Seit über zwei Stunden saß ich eingequetscht neben Susan und einer anderen molligen Schülerin. Eine von ihnen roch stark nach Schweiss.

Ständige Jubelrufe begleiteten extatisch die Vortragenden, während ich immer weiter in meinem Klappstuhl versank. Was hatte ich mir nur dabei gedacht?
Oh, Autumn, es wäre doch ganz nett sich deinen Zimmergenossinnen anzuschließen.
Oh, Autumn, das wird bestimmt gar nicht so schlimm.
Oh, Autumn, das ist ein Stück Kultur, echte Kunst.

Wieso waren diese Künstler alle so traurig? Sie hatten niemals ein so bescheidenes Schicksal wie ich im Moment, daher brauchten sie sich überhaupt nicht zu beschweren.
Und diese Verse ergaben keinen Sinn!
Miss Gothik schwafelte zu Beginn etwas von Wasser, Feuer und innerem Frieden. Bei den anderen "Künstlern" hatte ich schon gar nicht mehr zugehört. Das war dann deutlich besser für meinen inneren Frieden.

Ungläubig schielte ich an Susan vorbei zu Sienna, die beide mit glänzenden Augen das Geschehen auf der Bühne des Theatersaals verfolgten. Regelmäßig begannen sie zu applaudieren. Applaus für so lausige Vorträge?
Mein Blick irrte weiter über die Sitzplätze vor und hinter mir. Sie alle starrten gespannt nach vorne. War ich tatsächlich die einzige im Publikum, der diese ganze Farce missfiel?
„Europäer!", murmelte ich verächtlich. Diese Banausen vermiesten mir noch den ganzen Abend.

Wieder tosender Beifall. Ein weiterer Beitrag hatte soeben geendet. Hoffentlich der Letzte. Der aufgekratzte Moderator in Jogginghosen (!) betrat daraufhin mit einem Sprung die Bühne und klatschte aufgeregt mit einer Hand auf das Mikrofon, welches er mit sich trug um Gedicht, wie auch den dazugehörigen Verfasser anzukündigen.
„Ein ganz starkes Werk von Lissie Wellington. Ich bitte um Applaus für ihre Onomatopoesie."
Onoma- was?
„Der heutige Abend neigt sich dem Ende zu, aber ich habe noch einen Leckerbissen für euch. Spontan hat sich unser hoch geschätzter Schülersprecher dazu entschlossen, uns durch eines seiner Kunstwerke zu unterstützen. Deshalb jetzt, live und in Farbe, unser einzigartiger Javor Even!"

Die Menge konnte sich nicht mehr halten. Einige Mädchen sprangen sogar von ihren Plätzen auf und kreischten sich die Seele aus dem Laib.
Noch ein Teilnehmer? Nahm dieser furchtbare Abend denn nie ein Ende?
Auch Susan stupste mich kräftig mit dem Ellbogen an und auf Grund der starken Bewegung, konnte ich den Geruch von Schweiss eindeutig ihr zuordnen.

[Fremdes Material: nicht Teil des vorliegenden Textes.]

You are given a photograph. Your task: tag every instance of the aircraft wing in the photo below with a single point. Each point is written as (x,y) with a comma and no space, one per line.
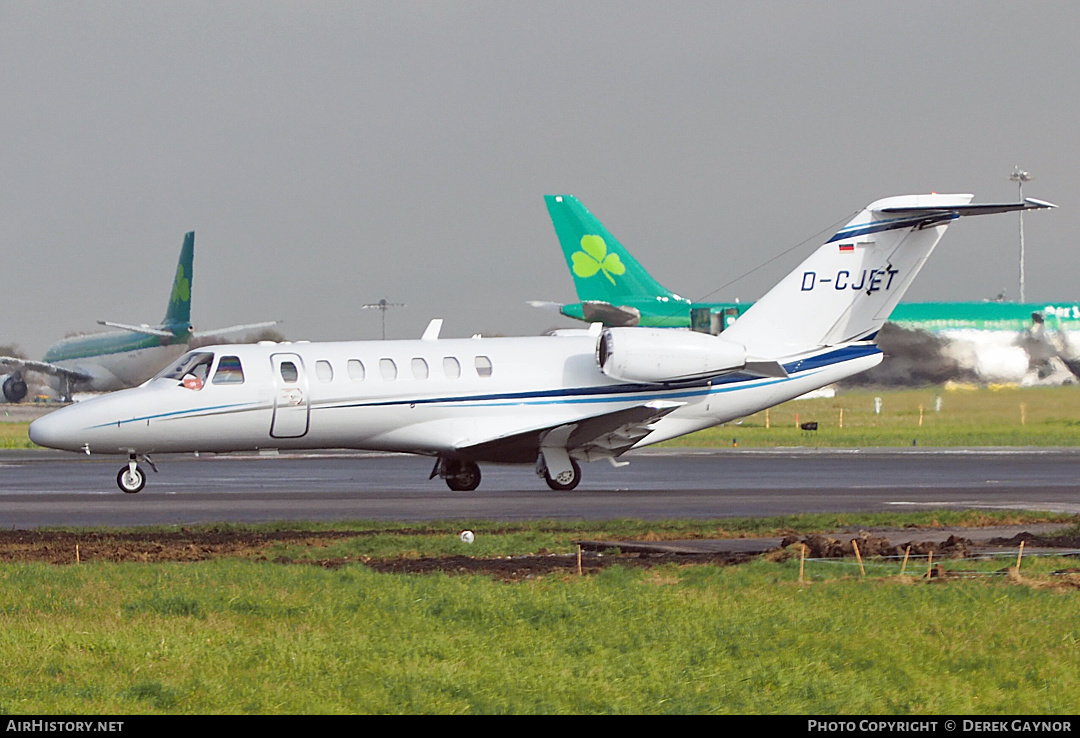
(233,329)
(43,367)
(604,435)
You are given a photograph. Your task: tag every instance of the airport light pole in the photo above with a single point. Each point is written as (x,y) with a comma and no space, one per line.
(382,306)
(1020,176)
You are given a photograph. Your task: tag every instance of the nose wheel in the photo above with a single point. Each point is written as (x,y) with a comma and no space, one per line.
(131,479)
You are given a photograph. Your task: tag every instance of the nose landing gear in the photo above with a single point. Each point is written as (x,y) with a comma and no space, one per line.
(131,479)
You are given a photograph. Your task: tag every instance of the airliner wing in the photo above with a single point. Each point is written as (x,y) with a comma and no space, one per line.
(604,435)
(233,329)
(43,367)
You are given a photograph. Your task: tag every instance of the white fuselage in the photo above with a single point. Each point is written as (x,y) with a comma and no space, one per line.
(440,398)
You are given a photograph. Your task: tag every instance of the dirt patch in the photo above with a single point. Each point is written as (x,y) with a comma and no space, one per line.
(827,547)
(54,547)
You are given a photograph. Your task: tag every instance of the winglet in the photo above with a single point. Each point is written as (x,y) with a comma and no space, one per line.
(431,333)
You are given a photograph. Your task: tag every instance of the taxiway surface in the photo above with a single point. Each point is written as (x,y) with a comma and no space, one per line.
(45,488)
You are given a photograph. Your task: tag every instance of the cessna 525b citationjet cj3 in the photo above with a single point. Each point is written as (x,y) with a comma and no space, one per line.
(553,401)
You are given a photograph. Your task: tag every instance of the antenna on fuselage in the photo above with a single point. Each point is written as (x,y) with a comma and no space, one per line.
(382,306)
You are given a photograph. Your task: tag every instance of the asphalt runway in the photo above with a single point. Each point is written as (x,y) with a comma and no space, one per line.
(48,488)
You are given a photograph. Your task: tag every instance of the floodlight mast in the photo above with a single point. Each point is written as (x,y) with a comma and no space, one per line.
(382,306)
(1020,176)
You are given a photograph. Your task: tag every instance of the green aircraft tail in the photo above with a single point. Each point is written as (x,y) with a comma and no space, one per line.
(603,270)
(179,303)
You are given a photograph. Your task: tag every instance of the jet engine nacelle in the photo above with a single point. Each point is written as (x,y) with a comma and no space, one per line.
(665,354)
(14,387)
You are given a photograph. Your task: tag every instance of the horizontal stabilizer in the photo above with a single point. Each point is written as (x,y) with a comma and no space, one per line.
(772,370)
(43,367)
(150,331)
(596,311)
(233,329)
(973,209)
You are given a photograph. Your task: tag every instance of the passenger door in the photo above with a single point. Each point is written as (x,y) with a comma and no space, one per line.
(292,402)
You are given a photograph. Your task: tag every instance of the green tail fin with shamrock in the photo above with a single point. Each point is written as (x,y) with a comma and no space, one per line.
(179,300)
(602,269)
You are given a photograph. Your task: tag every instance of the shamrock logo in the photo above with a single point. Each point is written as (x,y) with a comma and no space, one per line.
(181,286)
(593,257)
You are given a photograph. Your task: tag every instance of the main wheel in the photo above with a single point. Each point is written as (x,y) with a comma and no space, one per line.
(464,477)
(568,480)
(131,481)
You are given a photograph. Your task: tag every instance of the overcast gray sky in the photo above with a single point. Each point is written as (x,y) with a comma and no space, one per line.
(331,153)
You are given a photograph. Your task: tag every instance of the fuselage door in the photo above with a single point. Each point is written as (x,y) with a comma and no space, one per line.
(292,402)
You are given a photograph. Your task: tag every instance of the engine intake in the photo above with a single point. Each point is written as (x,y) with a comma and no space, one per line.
(659,356)
(14,388)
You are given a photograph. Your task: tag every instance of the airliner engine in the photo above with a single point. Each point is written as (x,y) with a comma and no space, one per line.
(665,356)
(14,387)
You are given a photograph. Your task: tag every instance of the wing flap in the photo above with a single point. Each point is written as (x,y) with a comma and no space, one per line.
(604,435)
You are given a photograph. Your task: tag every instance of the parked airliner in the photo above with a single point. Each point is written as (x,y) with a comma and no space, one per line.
(553,401)
(104,362)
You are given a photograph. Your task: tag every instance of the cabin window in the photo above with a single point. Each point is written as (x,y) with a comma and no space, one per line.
(483,366)
(288,372)
(229,372)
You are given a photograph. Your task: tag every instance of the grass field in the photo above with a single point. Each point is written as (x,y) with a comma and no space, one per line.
(254,636)
(1007,416)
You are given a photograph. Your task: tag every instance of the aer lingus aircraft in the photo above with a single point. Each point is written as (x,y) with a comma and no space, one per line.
(553,401)
(103,362)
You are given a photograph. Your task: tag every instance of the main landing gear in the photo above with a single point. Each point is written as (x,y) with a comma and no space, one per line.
(459,475)
(131,479)
(564,481)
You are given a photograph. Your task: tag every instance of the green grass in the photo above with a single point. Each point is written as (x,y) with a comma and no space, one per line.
(14,435)
(1006,416)
(254,636)
(231,636)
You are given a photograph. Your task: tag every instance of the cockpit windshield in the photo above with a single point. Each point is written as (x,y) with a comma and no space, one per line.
(192,365)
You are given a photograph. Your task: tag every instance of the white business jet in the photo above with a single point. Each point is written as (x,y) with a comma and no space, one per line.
(553,401)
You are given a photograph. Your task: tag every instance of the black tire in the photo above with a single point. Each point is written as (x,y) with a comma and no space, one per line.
(130,483)
(466,478)
(559,486)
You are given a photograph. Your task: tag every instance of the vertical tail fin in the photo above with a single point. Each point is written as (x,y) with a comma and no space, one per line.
(602,269)
(846,290)
(179,302)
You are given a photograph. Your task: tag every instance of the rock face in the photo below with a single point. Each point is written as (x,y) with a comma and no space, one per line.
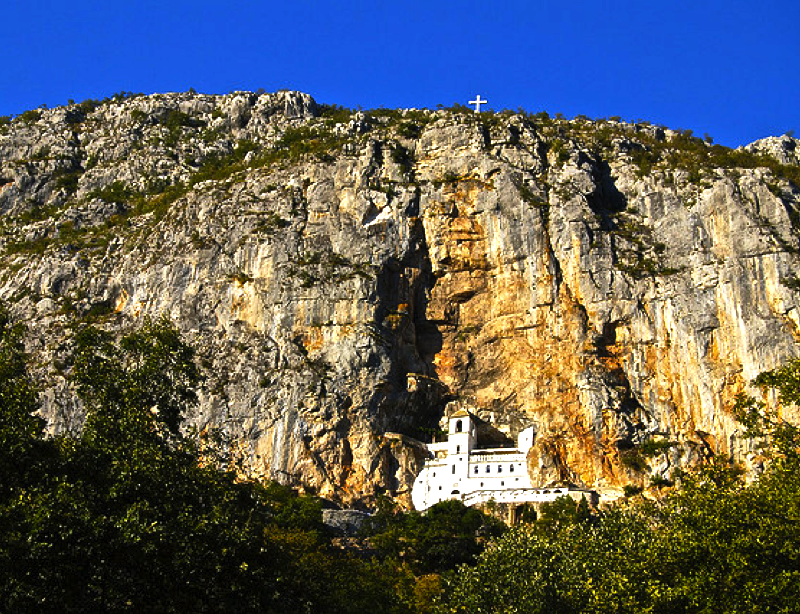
(347,275)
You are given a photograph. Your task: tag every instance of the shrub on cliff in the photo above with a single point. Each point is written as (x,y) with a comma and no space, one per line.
(133,515)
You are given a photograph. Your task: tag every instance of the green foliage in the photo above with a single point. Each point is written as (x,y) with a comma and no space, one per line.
(765,424)
(31,116)
(713,544)
(114,192)
(446,535)
(138,388)
(18,399)
(134,515)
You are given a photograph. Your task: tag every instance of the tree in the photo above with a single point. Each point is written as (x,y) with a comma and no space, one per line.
(130,516)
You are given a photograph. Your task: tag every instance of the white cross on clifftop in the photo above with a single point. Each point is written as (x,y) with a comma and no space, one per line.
(478,102)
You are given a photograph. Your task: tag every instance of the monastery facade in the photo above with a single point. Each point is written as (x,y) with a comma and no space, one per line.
(458,469)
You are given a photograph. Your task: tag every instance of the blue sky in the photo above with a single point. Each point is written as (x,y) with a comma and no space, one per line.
(728,69)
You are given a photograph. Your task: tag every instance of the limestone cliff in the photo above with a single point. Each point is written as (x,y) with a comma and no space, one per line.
(346,275)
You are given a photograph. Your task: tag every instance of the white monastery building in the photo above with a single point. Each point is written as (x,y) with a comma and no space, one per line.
(458,469)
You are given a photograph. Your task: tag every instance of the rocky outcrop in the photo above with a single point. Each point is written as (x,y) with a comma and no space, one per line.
(346,275)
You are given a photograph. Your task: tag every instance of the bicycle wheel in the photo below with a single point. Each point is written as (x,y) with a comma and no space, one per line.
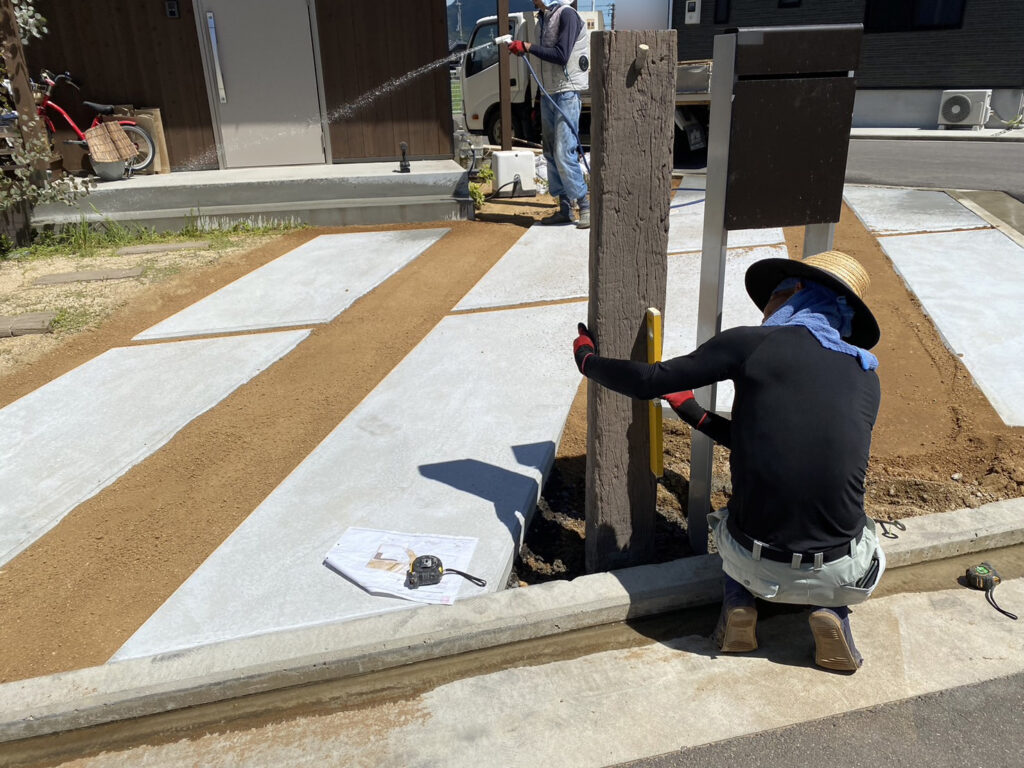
(142,141)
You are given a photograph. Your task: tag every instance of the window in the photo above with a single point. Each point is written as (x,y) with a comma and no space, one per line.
(721,11)
(912,15)
(482,55)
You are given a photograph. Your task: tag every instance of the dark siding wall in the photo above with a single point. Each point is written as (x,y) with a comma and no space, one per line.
(364,46)
(128,51)
(985,53)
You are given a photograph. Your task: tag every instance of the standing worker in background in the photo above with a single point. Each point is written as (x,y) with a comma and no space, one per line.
(806,400)
(563,48)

„Javor ist richtig cool. Er ist nicht nur Schülersprecher und Jahrgangsbester, sondern wirklich gutaussehend", quiekte sie ungewohnt schrill. Ich massierte schonmal vorsichtshalber meine Schläfen. Hoffentlich war sein Gedicht ein Elfchen!

Doch das von mir so ersehnte Wunder geschah. Dieser Javor betrat die Bühne und sofort hatte er meine ganze Aufmerksamkeit. Der Typ war ziemlich groß aber nicht drahtig. Seine Figur war eher muskulös, was sich unter seinem weißen Hemd gut sichtbar abzeichnete. Mit seinen Händen, kräftig und natürlich braun, fuhr er sich neckig durch sein dunkles Haar. Des Weiteren trug er eine Brille, die ihm unglaublich gut stand, denn sie verlieh ihm dieses akademische Etwas. Zu dunklen Hosen hatte er lässig Turnschuhe kombiniert und als er letztlich nach dem Mikrofon griff und die Halterung seiner Größe anpasste, hatte ich mich schon weit aus meinem Stuhl vorgelehnt.

Eine angespannte Stille legte sich über das Theater. Alle Augen waren auf Javor gerichtet. Etwas zog die Menge, mich eingeschlossen, magisch in seinen Bann.
„Guten Abend."
„Wow!"
Hatte ich das etwa gerade laut gesagt? Egal, niemand bemerkte mich. Javor war der Mittelpunkt.
„Das ist mein erstes Mal auf einer Bühne und eigentlich bezeichne ich mich nicht als großartigen Poeten, aber auch mir schießt des Öfteren der ein oder andere Gedanke durch den Kopf. Heute habe ich ein kleines Gedicht mitgebracht. Ich hoffe es gefällt euch."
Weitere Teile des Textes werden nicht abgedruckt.